PROCEDURE DoStuff(numbers1, numbers2)
s <- 0
FOR x IN numbers1 DO
FOR y IN numbers2 DO
IF x < y DO
RETURN 0
ELSE
s <- s + x
ENDIF
ENDFOR
ENDFOR
FOR x IN numbers2 DO
s <- s + x
ENDFOR
RETURN s
Answer these questions:
- Is there a different between worse-case and every-case?
- How should the input size be represented?
- State the exact growth function
- proof its membership into its complexity class.
Problem 4
Consider the following code:
public static int fun3(ArrayList<Integer> nums1, ArrayList<Integer> nums2) {
int overlap = 0;
for (int num : nums1) {
if (nums2.contains(num)) {
overlap++;
}
}
return overlap;
}
Answer the following questions:
- State what is an appropriate basic operation that you will be using to count the number of steps.
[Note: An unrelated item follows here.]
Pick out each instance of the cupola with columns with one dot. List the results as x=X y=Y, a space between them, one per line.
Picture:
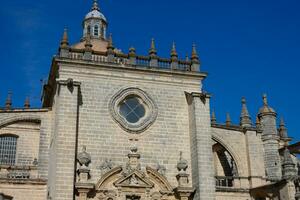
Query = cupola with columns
x=95 y=23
- State the exact growth function
- proof its membership into its complexity class.
Problem 5
Use incrementing sum as the basic operation. For the sake of simplicity, you may assume that the length of numbers is a power of 2.
public static int fun4(int[] numbers) {
int sum = 0;
for (int i = numbers.length - 1; i >= 1; i /= 2) {
for (int j = 0; j < numbers.length / 2; j++) {
sum++;
}
}
return sum;
}
Answer the following questions:
- Is there a different between worse-case and every-case?
- State the exact growth function
- proof its membership into its complexity class.
Problem 6
public static int fun5(int[] numbers) {
int sum = 0;
for (int i = 0; i < numbers.length; i++) {
flibbert(numbers); // We know that flibbert requires fewer than
// n^2 operations in the worst case.
}
return sum;
}
Answer the following questions:
- Is there a different between worse-case and every-case?
- State the exact growth function
- proof its membership into its complexity class.
Lab Submission
If you are in class, there is nothing to submit (its a participation grade). If you are not in class, you must submit a scanned sheet with the answers to the 6 questions by the due date.